There were so many things he wanted to do, ways in which he wanted to touch her – brush her with careful, worshipful fingertips like the priceless piece of art she was. But that would have to come later, when he was less desperate, when he wasn’t choking on her scent for the very first time. He wrapped both arms around her and crushed her to his chest; felt her arms slip around his waist, vise-tight, hands digging into the back of his shirt. She pressed her face, hot, soft skin, into his throat with a gasp.
Val dropped his face into hair, panting, and an embarrassing sound like a groan built in his throat, worked its way past his lips.

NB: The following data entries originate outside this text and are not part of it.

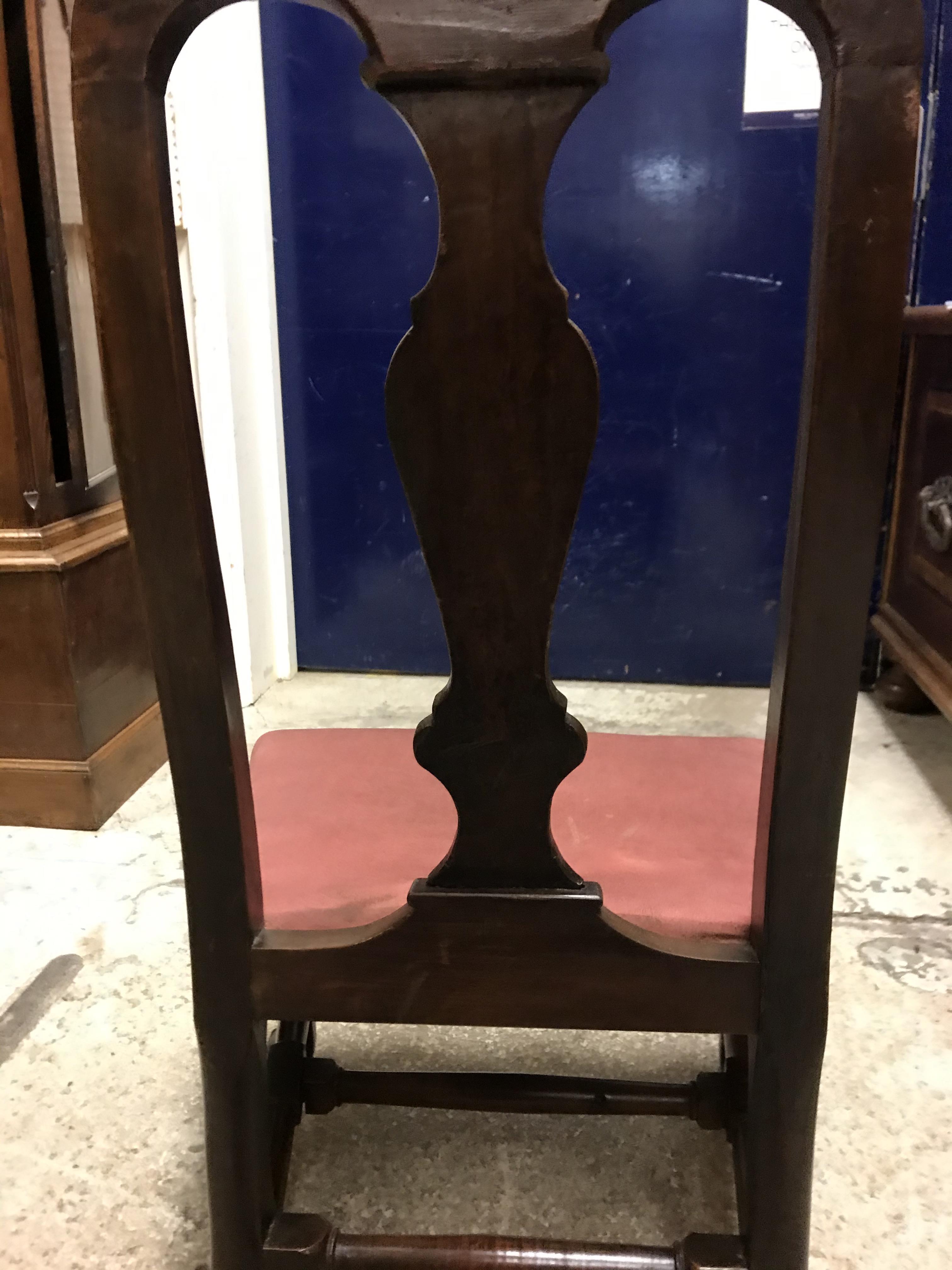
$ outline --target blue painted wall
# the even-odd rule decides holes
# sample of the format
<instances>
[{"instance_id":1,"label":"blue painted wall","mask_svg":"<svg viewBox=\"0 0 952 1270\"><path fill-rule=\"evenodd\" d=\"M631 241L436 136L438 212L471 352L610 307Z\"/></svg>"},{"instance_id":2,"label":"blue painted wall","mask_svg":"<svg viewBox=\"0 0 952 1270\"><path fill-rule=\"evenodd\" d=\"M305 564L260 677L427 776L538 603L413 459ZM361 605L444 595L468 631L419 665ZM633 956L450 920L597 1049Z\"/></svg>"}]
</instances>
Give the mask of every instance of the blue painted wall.
<instances>
[{"instance_id":1,"label":"blue painted wall","mask_svg":"<svg viewBox=\"0 0 952 1270\"><path fill-rule=\"evenodd\" d=\"M769 678L816 132L743 128L745 14L631 19L553 165L547 249L602 376L557 676ZM286 0L261 28L298 658L442 672L382 392L435 254L432 177L349 28Z\"/></svg>"}]
</instances>

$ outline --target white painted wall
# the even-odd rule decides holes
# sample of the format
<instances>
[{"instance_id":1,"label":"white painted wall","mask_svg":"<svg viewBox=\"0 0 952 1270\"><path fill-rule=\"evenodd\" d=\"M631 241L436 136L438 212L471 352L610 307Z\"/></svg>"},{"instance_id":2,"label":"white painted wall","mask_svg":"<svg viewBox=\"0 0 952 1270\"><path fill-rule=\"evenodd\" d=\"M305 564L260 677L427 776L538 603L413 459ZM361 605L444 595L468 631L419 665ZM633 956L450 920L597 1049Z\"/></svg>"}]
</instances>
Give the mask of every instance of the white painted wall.
<instances>
[{"instance_id":1,"label":"white painted wall","mask_svg":"<svg viewBox=\"0 0 952 1270\"><path fill-rule=\"evenodd\" d=\"M169 81L179 259L242 704L297 669L258 5L193 33Z\"/></svg>"}]
</instances>

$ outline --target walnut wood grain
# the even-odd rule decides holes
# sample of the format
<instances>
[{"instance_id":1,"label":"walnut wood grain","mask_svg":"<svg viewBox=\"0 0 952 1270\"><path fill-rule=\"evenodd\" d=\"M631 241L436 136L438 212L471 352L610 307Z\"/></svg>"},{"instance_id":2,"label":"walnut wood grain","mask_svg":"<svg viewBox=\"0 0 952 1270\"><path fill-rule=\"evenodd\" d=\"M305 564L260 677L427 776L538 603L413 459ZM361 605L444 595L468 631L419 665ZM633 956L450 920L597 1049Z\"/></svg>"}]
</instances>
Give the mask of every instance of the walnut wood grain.
<instances>
[{"instance_id":1,"label":"walnut wood grain","mask_svg":"<svg viewBox=\"0 0 952 1270\"><path fill-rule=\"evenodd\" d=\"M440 207L437 264L386 386L452 665L414 742L458 813L430 881L579 886L548 814L585 733L566 715L547 654L595 442L598 375L546 259L542 203L592 89L387 95L430 160Z\"/></svg>"},{"instance_id":2,"label":"walnut wood grain","mask_svg":"<svg viewBox=\"0 0 952 1270\"><path fill-rule=\"evenodd\" d=\"M590 354L545 263L541 201L559 138L603 81L605 42L642 8L635 0L336 6L367 46L366 81L410 122L440 194L438 263L395 357L387 405L453 662L418 754L449 789L461 826L435 876L385 922L260 931L162 112L176 53L218 6L76 0L74 11L80 184L109 413L182 828L216 1270L297 1265L329 1247L320 1219L288 1232L287 1214L263 1246L275 1205L260 1021L275 1015L745 1034L746 1256L751 1270L806 1270L836 837L909 249L919 5L778 5L816 46L824 102L757 954L744 944L674 946L613 918L566 870L547 827L551 792L584 745L548 681L545 644L597 399ZM424 1257L471 1270L500 1253L566 1262L565 1246L546 1261L538 1245L472 1240L358 1237L334 1247L341 1256L349 1247L364 1270ZM605 1255L599 1264L611 1264ZM744 1265L741 1243L718 1237L658 1256L669 1267L677 1257L679 1270Z\"/></svg>"}]
</instances>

He hunched his shoulders, shielding her, hiding her away. They weren’t close enough; he wasn’t sure they could be. “You’re here,” he murmured into the top of her head. Clutched her shoulders, pressed his fingers to her neck to feel the heat there, to know that she was real, her pulse flying under his touch. “You’re here, you’re here.”
“Val,” she said, like a sigh, breath hot across his collarbone.
He wanted to say so much. Everything. An abundance of gratitude, disbelief, and regret that she was here at all. The words gathered in his throat, too many, too fast, a logjam.
They could wait, he decided. He kissed her crown, and breathed her in, and basked in the pressure of her heart pounding against his.